Past Research

Most recently (2016-2020), I collaborated with Sari Pietikäinen (University of Jyväskylä) and Luke Cantarella (Pace University) on one node of a 4-year project, Cold Rush, investigating Arctic economies, including winter sports, mining, and tourism. Luke and I worked with Sari to create a lateral analysis process for re-examining her ethnographic data by co-designing an exhibition of speculative memorabilia. Creating an “alternative now” and an imagined past for a fake hockey team allowed us all to consider how calculation and speculation – methodical assessment as well as future-oriented guesswork – are embedded in the everyday work of hockey professionals and support staff in the Finnish hockey liiga. Familial and personal sacrifices are entangled with shifts in the global hockey market, giving rise to rhizomatic connections across this labor field in the form of irregular convergences of effort, identity, and affect.

Our work culminated in an installation at the University of Jyväskylä (which we replicated at the 2018 AAA meetings in San Jose with funding from the Society for Visual Anthropology), a website, a short reflection piece in the American Anthropologist, and and a forthcoming article that considers hockey work as an assemblage that produces forms of readiness (under review).

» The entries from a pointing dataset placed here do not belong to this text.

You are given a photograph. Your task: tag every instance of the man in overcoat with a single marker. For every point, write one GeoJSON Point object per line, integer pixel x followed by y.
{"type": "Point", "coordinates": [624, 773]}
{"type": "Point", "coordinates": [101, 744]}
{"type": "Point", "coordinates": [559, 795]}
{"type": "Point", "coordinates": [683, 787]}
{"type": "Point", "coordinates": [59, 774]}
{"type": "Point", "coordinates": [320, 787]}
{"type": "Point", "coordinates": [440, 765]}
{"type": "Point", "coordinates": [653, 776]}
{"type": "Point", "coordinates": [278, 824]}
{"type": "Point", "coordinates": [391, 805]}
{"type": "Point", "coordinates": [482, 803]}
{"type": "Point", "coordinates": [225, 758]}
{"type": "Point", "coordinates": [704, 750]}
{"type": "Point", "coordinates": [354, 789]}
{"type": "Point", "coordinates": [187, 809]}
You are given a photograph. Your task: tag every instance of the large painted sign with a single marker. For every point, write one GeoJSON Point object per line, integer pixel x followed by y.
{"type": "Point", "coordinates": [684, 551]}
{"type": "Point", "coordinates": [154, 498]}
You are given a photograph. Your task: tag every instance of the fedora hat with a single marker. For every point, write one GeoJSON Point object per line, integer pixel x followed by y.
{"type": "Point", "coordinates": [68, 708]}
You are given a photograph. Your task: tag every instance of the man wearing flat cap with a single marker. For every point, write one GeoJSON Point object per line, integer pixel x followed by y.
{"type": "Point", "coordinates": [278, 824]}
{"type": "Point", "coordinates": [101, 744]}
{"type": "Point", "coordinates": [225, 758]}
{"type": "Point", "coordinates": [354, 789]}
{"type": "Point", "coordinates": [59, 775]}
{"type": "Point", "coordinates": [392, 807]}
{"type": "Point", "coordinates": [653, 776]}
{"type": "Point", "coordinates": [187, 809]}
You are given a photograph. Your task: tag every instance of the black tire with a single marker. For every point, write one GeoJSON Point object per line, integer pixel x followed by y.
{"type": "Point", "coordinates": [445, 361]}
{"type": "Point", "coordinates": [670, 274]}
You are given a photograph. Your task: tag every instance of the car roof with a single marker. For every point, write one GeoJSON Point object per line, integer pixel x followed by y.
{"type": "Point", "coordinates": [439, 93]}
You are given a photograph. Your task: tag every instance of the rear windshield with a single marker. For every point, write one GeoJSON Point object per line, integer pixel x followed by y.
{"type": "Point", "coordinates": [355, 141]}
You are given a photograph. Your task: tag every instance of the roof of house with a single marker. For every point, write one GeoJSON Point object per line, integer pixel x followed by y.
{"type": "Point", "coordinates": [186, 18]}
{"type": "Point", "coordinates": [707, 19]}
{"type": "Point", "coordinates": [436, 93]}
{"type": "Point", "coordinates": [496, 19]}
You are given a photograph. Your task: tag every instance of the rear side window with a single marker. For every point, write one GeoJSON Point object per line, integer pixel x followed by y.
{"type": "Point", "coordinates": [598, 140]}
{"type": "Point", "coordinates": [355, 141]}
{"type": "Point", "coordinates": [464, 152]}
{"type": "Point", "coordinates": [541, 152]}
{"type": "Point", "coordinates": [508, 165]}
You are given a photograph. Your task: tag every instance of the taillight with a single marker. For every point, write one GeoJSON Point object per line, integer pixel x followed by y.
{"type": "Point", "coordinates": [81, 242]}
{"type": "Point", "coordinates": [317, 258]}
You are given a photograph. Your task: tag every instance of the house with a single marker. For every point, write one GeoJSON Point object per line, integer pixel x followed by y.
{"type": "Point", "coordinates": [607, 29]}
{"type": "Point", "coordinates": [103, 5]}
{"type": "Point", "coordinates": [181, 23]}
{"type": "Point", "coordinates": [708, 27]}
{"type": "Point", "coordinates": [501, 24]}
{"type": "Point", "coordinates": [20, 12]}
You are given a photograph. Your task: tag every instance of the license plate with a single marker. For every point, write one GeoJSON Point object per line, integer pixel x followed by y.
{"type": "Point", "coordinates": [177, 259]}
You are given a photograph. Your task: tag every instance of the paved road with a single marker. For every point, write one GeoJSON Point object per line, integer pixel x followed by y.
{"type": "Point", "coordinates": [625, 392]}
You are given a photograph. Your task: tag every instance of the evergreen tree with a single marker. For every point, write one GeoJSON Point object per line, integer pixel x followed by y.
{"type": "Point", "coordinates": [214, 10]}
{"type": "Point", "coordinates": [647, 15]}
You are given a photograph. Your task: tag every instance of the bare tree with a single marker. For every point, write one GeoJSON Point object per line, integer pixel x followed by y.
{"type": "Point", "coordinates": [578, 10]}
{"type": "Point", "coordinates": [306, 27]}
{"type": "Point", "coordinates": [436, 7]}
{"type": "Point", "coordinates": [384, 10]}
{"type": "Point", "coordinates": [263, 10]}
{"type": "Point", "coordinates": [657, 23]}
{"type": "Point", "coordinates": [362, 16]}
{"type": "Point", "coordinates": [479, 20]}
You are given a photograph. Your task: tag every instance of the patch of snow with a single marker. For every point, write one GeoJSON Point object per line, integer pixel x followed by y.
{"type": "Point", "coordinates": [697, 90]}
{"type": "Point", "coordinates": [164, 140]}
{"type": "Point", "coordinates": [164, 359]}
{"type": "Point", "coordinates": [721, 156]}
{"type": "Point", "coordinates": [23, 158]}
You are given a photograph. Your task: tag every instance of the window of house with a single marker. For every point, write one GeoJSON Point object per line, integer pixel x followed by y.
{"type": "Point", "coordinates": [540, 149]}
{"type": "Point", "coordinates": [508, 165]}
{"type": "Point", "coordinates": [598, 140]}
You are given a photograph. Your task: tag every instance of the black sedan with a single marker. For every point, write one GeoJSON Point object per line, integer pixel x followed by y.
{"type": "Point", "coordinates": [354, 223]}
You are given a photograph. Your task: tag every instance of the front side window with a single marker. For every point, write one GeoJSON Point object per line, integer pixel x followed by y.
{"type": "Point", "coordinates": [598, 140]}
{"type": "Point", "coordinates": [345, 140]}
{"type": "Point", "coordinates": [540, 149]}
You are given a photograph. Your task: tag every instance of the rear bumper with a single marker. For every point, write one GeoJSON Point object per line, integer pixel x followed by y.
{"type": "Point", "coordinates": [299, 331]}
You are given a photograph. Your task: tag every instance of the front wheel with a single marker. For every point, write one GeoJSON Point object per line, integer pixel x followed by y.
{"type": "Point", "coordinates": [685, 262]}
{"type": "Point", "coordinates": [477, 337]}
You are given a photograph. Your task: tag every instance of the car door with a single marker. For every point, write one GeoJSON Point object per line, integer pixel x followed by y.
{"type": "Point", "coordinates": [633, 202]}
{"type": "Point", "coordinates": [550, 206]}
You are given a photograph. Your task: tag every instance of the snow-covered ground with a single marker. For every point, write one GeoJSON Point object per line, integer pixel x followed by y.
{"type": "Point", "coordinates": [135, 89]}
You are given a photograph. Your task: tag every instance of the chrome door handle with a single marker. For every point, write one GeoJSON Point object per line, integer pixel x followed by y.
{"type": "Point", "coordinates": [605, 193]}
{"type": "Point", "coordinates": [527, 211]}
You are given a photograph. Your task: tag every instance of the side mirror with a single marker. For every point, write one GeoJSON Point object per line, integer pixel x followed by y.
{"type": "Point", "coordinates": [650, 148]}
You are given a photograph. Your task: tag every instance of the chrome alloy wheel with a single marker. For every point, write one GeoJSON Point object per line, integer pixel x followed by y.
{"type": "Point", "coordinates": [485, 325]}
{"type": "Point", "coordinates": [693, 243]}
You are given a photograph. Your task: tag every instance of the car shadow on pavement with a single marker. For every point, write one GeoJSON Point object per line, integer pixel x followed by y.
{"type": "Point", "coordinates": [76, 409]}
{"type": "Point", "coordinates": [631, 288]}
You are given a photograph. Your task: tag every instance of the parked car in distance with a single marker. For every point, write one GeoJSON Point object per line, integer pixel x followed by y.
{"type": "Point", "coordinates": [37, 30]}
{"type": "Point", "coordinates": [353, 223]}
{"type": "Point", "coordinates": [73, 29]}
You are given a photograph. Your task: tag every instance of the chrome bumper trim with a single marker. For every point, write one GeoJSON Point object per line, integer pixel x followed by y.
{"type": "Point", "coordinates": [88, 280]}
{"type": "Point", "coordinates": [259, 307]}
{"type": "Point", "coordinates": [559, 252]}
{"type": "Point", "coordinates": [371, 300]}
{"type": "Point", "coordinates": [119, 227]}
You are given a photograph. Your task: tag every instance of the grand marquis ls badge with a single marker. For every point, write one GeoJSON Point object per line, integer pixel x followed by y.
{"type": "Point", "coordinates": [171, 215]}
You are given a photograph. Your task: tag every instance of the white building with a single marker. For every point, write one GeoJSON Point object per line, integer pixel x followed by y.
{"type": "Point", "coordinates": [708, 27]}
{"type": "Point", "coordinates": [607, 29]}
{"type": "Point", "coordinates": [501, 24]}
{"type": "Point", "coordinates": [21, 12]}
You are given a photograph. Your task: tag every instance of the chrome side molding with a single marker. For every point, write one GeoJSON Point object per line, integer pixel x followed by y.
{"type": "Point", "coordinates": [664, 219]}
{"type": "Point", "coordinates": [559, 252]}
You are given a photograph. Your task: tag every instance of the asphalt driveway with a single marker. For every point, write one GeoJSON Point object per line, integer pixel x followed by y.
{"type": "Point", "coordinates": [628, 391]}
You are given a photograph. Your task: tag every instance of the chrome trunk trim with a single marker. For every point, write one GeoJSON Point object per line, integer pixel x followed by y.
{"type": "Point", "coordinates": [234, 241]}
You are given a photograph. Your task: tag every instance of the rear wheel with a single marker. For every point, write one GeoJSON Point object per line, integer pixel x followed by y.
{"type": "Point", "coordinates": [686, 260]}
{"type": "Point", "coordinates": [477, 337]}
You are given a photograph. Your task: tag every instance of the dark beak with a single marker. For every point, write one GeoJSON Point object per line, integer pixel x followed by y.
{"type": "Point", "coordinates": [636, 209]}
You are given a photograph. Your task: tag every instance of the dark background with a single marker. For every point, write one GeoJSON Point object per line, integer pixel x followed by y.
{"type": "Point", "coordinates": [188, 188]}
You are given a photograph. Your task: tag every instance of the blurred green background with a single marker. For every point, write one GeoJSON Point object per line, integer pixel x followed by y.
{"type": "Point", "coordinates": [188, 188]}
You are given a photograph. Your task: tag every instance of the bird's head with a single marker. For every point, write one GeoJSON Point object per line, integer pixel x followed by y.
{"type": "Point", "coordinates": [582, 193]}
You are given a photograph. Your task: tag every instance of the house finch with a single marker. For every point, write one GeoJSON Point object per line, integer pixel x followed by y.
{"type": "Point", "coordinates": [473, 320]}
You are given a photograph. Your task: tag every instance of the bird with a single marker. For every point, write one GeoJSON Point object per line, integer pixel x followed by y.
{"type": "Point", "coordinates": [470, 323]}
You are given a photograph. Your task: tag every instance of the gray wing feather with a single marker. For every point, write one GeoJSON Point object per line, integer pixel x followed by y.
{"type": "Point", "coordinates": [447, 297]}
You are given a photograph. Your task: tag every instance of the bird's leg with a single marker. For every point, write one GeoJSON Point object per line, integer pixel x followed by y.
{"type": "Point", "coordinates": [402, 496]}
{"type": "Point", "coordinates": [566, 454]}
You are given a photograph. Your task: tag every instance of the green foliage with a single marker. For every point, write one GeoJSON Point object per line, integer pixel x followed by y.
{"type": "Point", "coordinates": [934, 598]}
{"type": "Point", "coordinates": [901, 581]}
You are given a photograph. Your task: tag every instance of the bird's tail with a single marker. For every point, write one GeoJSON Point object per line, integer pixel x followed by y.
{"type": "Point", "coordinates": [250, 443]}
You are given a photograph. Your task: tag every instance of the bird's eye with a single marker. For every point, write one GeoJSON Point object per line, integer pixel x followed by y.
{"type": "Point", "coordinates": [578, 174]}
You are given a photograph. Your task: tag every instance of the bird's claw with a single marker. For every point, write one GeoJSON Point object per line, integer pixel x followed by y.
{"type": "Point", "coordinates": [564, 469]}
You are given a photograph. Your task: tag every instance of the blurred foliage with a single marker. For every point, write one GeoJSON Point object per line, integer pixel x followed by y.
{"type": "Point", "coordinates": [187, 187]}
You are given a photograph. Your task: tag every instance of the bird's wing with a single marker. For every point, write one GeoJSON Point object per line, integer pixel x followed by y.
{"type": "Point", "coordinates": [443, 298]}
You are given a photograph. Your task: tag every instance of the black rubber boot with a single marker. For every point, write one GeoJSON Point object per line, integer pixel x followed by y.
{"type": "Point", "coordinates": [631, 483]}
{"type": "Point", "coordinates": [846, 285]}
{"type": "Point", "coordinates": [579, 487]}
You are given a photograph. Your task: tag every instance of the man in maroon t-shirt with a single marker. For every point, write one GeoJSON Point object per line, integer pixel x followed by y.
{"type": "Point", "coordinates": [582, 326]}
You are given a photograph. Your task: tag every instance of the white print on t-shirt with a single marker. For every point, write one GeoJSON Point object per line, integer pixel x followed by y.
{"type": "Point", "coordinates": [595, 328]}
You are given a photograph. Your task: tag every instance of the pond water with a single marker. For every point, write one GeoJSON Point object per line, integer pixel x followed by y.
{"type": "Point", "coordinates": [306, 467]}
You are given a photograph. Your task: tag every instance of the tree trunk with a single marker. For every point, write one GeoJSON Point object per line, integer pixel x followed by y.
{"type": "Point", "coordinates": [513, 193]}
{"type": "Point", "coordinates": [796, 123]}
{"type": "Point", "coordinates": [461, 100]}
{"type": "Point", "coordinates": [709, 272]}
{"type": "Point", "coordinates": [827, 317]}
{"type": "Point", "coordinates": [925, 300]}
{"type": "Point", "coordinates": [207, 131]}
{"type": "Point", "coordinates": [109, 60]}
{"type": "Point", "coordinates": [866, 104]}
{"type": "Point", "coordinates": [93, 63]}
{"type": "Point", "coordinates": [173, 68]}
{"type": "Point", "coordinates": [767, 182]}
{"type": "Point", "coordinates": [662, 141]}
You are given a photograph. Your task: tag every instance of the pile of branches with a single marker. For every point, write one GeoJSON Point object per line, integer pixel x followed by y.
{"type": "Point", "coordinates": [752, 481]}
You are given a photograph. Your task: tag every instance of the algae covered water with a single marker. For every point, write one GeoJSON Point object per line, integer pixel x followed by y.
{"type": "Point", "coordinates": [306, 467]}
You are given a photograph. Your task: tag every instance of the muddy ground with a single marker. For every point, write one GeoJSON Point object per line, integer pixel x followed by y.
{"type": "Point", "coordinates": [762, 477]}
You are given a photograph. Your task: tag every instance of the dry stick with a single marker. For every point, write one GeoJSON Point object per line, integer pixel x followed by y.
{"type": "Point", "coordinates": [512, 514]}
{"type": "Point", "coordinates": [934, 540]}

Luke, Sari, and I discuss our design process for this project here.

From 2003 – 2011, I conducted dissertation research in Port Said, Egypt on the use of legal fictions to reconfigure debt relations within and between families in this Mediterranean port city. I was the PI on NSF, Fulbright, and SSRC grants that funded the original research. In addition to the publication of articles in the Law, Culture, & Humanities Journal (2011) and in two edited volumes, Family Law in the Muslim Middle East (I.B. Tauris 2012), and Anthropology of the Middle East (IUP, 2013). My dissertation examined the everyday hermeneutics of legal obligations and rights by tracing the production, falsification, and circulation of commercial devices like contracts and promissory notes.

In so doing, I contributed to debates about how forms of inequality are enacted and materialized through the technologies of law, and tested the limits of Latour’s argument that documents are social actants. At the same time, by analyzing how litigants work with lawyers to shift their debt obligations in and out of the courts, this research also spoke to questions of legal subjectivity in the Middle East; in the political context of Egypt, in which the rule of law has historically been undercut by courts that fail to deliver economic justice, my work revealed how citizens leverage the threat of law while simultaneously circumventing legal authority.